Supreme Court Lets Mike Lindell Off Hook for $5M

Supreme Court lets appeals ruling stand, voiding $5M arbitration award
Posted Jan 13, 2026 1:30 AM CST
Supreme Court Lets Mike Lindell Off Hook for $5M
MyPillow CEO and founder Mike Lindell speaks to reporters at his MyPillow factory in the Minneapolis suburb of Shakopee, Minn., on Thursday, Dec, 11, 2025, as he launches his campaign for the Republican nomination to challenge Democratic Minnesota Gov. Tim Walz in 2026.   (AP Photo/Steve Karnowski)

Mike Lindell can hang on to $5 million thanks to the US Supreme Court—without the justices saying a word. On Monday, the court declined to hear Robert Zeidman v. Lindell Management, leaving in place a lower-court ruling that says Lindell doesn't have to pay a $5 million "Prove Mike Wrong" prize tied to his 2020 election claims, Law and Crime reports. The challenge, launched at a 2021 election fraud "Cyber Symposium" in South Dakota, promised a payout to anyone who could show that Lindell's purported data about Chinese interference in the election was bogus. Software developer and Trump voter Bob Zeidman did exactly that, an arbitration panel found, and was awarded the money. A federal judge upheld that award in February 2024.
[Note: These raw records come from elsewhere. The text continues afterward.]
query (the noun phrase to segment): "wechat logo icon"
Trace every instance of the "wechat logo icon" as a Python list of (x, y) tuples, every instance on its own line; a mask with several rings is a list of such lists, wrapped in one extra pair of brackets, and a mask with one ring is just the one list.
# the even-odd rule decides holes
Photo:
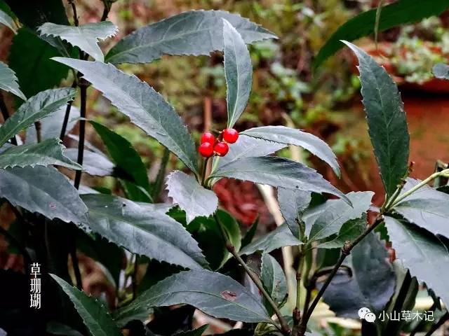
[(366, 307), (363, 307), (358, 309), (358, 317), (361, 320), (365, 320), (370, 323), (376, 321), (375, 314), (372, 313), (370, 309)]

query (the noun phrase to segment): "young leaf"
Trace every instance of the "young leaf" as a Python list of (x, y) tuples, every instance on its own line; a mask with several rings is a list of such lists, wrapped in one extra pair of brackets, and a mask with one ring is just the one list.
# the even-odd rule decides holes
[[(260, 279), (273, 301), (280, 306), (287, 295), (287, 281), (286, 274), (279, 263), (268, 253), (262, 258), (262, 272)], [(267, 310), (271, 306), (265, 304)]]
[(81, 166), (64, 155), (64, 148), (59, 139), (8, 147), (0, 153), (0, 169), (56, 164), (72, 169), (81, 169)]
[(54, 168), (25, 167), (0, 169), (0, 197), (15, 206), (41, 214), (49, 219), (81, 224), (87, 208), (78, 190)]
[(281, 158), (242, 158), (220, 167), (210, 176), (210, 178), (215, 177), (247, 180), (287, 189), (328, 192), (350, 203), (344, 194), (315, 170)]
[(330, 147), (320, 138), (310, 133), (285, 126), (263, 126), (246, 130), (241, 134), (302, 147), (329, 164), (335, 174), (340, 176), (337, 157)]
[(185, 211), (187, 224), (196, 217), (213, 214), (218, 206), (215, 193), (200, 185), (194, 176), (176, 170), (167, 176), (168, 197)]
[(385, 191), (391, 197), (408, 167), (410, 136), (403, 103), (387, 71), (365, 51), (344, 43), (358, 58), (370, 137)]
[(304, 211), (311, 200), (309, 191), (278, 188), (278, 202), (282, 216), (293, 235), (300, 238), (300, 225)]
[[(448, 6), (448, 0), (399, 0), (382, 8), (378, 31), (383, 31), (406, 23), (420, 21), (432, 15), (439, 15)], [(328, 57), (341, 49), (341, 40), (351, 41), (373, 34), (376, 11), (377, 9), (374, 8), (363, 12), (341, 25), (320, 50), (314, 62), (314, 66), (319, 66)]]
[(371, 205), (373, 195), (374, 192), (371, 191), (347, 194), (352, 206), (348, 205), (342, 200), (328, 201), (330, 206), (316, 218), (310, 230), (309, 241), (331, 236), (338, 232), (342, 225), (348, 220), (359, 218)]
[(223, 50), (221, 19), (229, 21), (245, 43), (275, 38), (271, 31), (236, 14), (223, 10), (192, 10), (145, 26), (122, 38), (106, 61), (147, 63), (163, 54), (208, 55)]
[(449, 253), (444, 244), (429, 232), (404, 220), (386, 216), (385, 224), (396, 258), (412, 276), (424, 282), (449, 304)]
[(324, 302), (337, 316), (358, 318), (362, 307), (378, 313), (394, 293), (396, 279), (385, 244), (371, 232), (348, 259), (351, 274), (337, 274), (324, 292)]
[(98, 46), (98, 40), (114, 36), (117, 30), (117, 27), (109, 21), (87, 23), (79, 27), (46, 22), (38, 29), (41, 35), (60, 37), (100, 62), (105, 60), (105, 57)]
[(281, 247), (302, 244), (302, 242), (293, 236), (288, 227), (283, 224), (274, 231), (246, 246), (241, 249), (240, 254), (253, 254), (257, 251), (269, 253)]
[(89, 209), (88, 226), (113, 243), (133, 253), (185, 267), (208, 266), (196, 241), (168, 216), (109, 195), (81, 197)]
[(0, 127), (0, 146), (22, 130), (65, 105), (74, 95), (74, 89), (53, 89), (29, 98)]
[(69, 58), (53, 59), (81, 71), (131, 122), (175, 153), (198, 174), (195, 145), (175, 109), (163, 97), (135, 76), (111, 64)]
[(27, 97), (20, 91), (17, 80), (14, 71), (3, 62), (0, 62), (0, 89), (11, 92), (23, 100), (27, 100)]
[(250, 52), (239, 31), (225, 19), (222, 20), (227, 127), (232, 128), (243, 113), (248, 104), (253, 84), (253, 65)]
[(98, 299), (88, 296), (57, 275), (50, 275), (70, 298), (92, 336), (121, 336), (107, 309)]
[(243, 322), (272, 323), (259, 298), (229, 276), (191, 270), (172, 275), (139, 295), (133, 307), (190, 304), (208, 315)]

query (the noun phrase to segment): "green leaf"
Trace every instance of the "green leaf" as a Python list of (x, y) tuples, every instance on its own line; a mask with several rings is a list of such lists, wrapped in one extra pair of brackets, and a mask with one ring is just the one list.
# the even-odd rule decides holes
[(37, 212), (49, 219), (69, 223), (86, 222), (87, 208), (78, 190), (53, 167), (0, 169), (0, 197), (15, 206)]
[(39, 38), (29, 29), (19, 29), (13, 38), (8, 64), (15, 72), (26, 97), (58, 87), (67, 77), (69, 68), (55, 64), (50, 59), (59, 55), (60, 52), (55, 47)]
[(309, 206), (311, 194), (309, 191), (278, 188), (278, 202), (282, 216), (293, 235), (300, 237), (300, 225), (302, 214)]
[(447, 306), (449, 253), (444, 244), (429, 232), (404, 220), (386, 216), (385, 224), (396, 258), (412, 276), (433, 289)]
[[(1, 11), (0, 11), (1, 13)], [(14, 71), (3, 62), (0, 62), (0, 89), (11, 92), (23, 100), (27, 100), (27, 97), (20, 91), (17, 80)]]
[(64, 155), (64, 148), (59, 139), (48, 139), (39, 144), (11, 146), (0, 153), (0, 169), (56, 164), (81, 169), (79, 164)]
[(121, 336), (107, 309), (98, 299), (88, 296), (57, 275), (50, 275), (70, 298), (92, 336)]
[(328, 192), (349, 202), (344, 194), (315, 170), (282, 158), (242, 158), (220, 167), (210, 177), (228, 177), (276, 188)]
[(408, 168), (410, 136), (403, 103), (396, 85), (383, 66), (363, 50), (344, 43), (358, 58), (370, 137), (385, 191), (391, 197)]
[(167, 176), (168, 197), (185, 211), (187, 224), (196, 217), (213, 214), (218, 206), (215, 193), (205, 188), (194, 176), (175, 170)]
[(363, 307), (380, 312), (394, 293), (396, 283), (384, 243), (371, 232), (347, 260), (351, 272), (337, 274), (324, 292), (324, 302), (338, 316), (358, 318)]
[(321, 243), (320, 248), (341, 248), (346, 241), (353, 241), (366, 229), (367, 216), (363, 214), (360, 218), (351, 219), (346, 222), (338, 234), (330, 240)]
[(192, 10), (145, 26), (122, 38), (106, 55), (106, 61), (147, 63), (163, 54), (208, 55), (223, 50), (222, 18), (226, 19), (246, 43), (276, 36), (236, 14), (223, 10)]
[(163, 97), (135, 76), (111, 64), (68, 58), (53, 59), (81, 71), (131, 122), (175, 153), (198, 174), (195, 145), (175, 109)]
[(172, 275), (142, 293), (129, 307), (150, 309), (180, 304), (218, 318), (272, 323), (259, 298), (232, 278), (205, 270)]
[(0, 146), (22, 130), (56, 111), (73, 99), (74, 95), (74, 89), (53, 89), (29, 98), (0, 127)]
[(227, 127), (232, 128), (243, 113), (250, 97), (253, 84), (253, 64), (250, 52), (239, 31), (225, 19), (222, 20)]
[(361, 218), (371, 205), (373, 195), (374, 192), (371, 191), (347, 194), (346, 196), (351, 200), (352, 206), (342, 200), (328, 201), (329, 206), (316, 218), (311, 226), (309, 241), (315, 241), (337, 233), (346, 222)]
[[(133, 145), (122, 136), (117, 134), (106, 126), (95, 121), (90, 121), (90, 122), (103, 141), (107, 153), (117, 168), (129, 174), (135, 185), (142, 187), (147, 192), (149, 190), (147, 167)], [(123, 183), (133, 200), (148, 201), (149, 199), (145, 193), (133, 186), (131, 183), (123, 181)]]
[[(268, 253), (264, 253), (262, 258), (260, 279), (273, 301), (280, 307), (287, 295), (287, 280), (279, 263)], [(265, 307), (271, 310), (267, 302)]]
[[(379, 31), (420, 21), (430, 16), (439, 15), (448, 6), (448, 0), (399, 0), (382, 7)], [(319, 66), (328, 57), (341, 49), (341, 40), (354, 41), (374, 33), (376, 11), (377, 9), (374, 8), (361, 13), (342, 24), (321, 48), (315, 58), (314, 66)]]
[(168, 215), (152, 204), (109, 195), (81, 196), (89, 209), (88, 226), (133, 253), (189, 268), (208, 264), (198, 244)]
[(248, 244), (241, 249), (240, 254), (252, 254), (258, 251), (269, 253), (281, 247), (302, 244), (302, 242), (293, 236), (288, 226), (286, 224), (283, 224), (274, 231)]
[(241, 134), (285, 145), (302, 147), (326, 162), (335, 174), (340, 176), (337, 157), (330, 147), (320, 138), (310, 133), (285, 126), (262, 126), (246, 130)]
[(86, 23), (78, 27), (46, 22), (38, 29), (41, 35), (60, 37), (100, 62), (105, 60), (105, 56), (98, 46), (98, 40), (114, 36), (117, 30), (117, 27), (109, 21)]

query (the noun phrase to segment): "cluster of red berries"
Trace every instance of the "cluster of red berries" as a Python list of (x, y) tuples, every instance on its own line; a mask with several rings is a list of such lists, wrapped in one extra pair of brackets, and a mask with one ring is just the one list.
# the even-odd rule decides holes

But in July, the 8th US Circuit Court of Appeals reversed it, focusing not on election facts but contract wording. The appeals court said the arbitration panel improperly relied on outside material—like Lindell's promotional language about "packet capture" (PCAP) data—to interpret the contest rules. Those written rules never mentioned packet captures. The judges concluded that under Minnesota law, unambiguous contracts must be interpreted solely by their text, and the panel went beyond that, exceeding its authority.

In practical terms, the court held that while Zeidman showed Lindell's data did not support hacking claims and wasn't PCAP data, he had not proven under the contract's actual wording that it wasn't related to the election at all. Zeidman called the decision "bad for America" in a Slate op-ed last year, and asked the Supreme Court to weigh in on whether courts can overturn arbitration awards for "manifest disregard of the law." By declining his petition, the justices left that question unresolved—and left Lindell off the hook for the $5 million. That doesn't mean he's completely free of financial troubles; in November, a far-right podcaster sued Lindell for allegedly failing to repay a $3 million loan, Colorado Newsline reports. In other recent Lindell news, President Trump said the MyPillow CEO "deserves to be governor of Minnesota," CBS News reports.